Measurables & Background
| Category | Detail |
|----------------|-------------------------|
| Height | 6'4\" |
| Weight | 280 lbs |
| Arm Length | 34 1/2\" |
| 40 Time | 4.95 est. |
| Bench | 24 reps est. |
| Age (Draft Day)| 21 |
| Class | Redshirt Sophomore/Jr |
| Hometown | Auburn, AL |
| Recruit Rank | #2 DT, #15 overall (2023) |
| 2025 Stats | 40 tackles, 3.5 TFL, 2 sacks (per film overlays) |
Film Sources
| Source | Duration | Frames |
|-------------------------|----------|------------|
| NFL Film Room Highlights| 9:03 | film_001-018 |
| Draft Hub Profile | 6:12 | broadcast_001-018 |
| ACC 2025 Reg Szn HLs | 2:14 | highlights_001-019 |
Film Analysis
Focused on key DT traits: Block Recognition/Run Def, Power/Bull Rush, Pad Level/Leverage, Hand Usage/Shed, Pass Rush Arsenal, Pursuit/Athleticism. Graded from 55 frames—cherry-picked highlights show flash, but reps reveal stiffness vs speed/angle.

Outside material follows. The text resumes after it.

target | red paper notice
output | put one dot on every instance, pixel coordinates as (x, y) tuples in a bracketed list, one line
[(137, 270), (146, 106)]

Overall Grade: B — Dominant traits, developmental flaws. Production modest for talent (40 TKL modest in ACC).
Strengths
Concerns
Dynasty Outlook
Yr1: Rotational 3T in power-gap 4-3 (20-30% snaps). Yr2: Starter potential if adds rush moves. Yr3: 45-tackle guy in base D. Fits Chiefs/Steelers heavy fronts; avoid 3-4 or speed OL teams. Dynasty RB2 value early, fade if no Combine pop.
NFL Comp
Bottom Line
Woods is a high-floor power DT with Day 2 upside, but hype as top-15 ignores stiffness and one-dimensional rush. Pass if chasing elite traits—grab at 40-60 and coach up the bag.
Score: 85/100
Projected Pick: R2, Pick 35-50
Film Score: 85 / 100
2025–26 season
College stats are not tracked for DL prospects.
● = confirmed at the Combine. Pre-combine estimates shown where unconfirmed.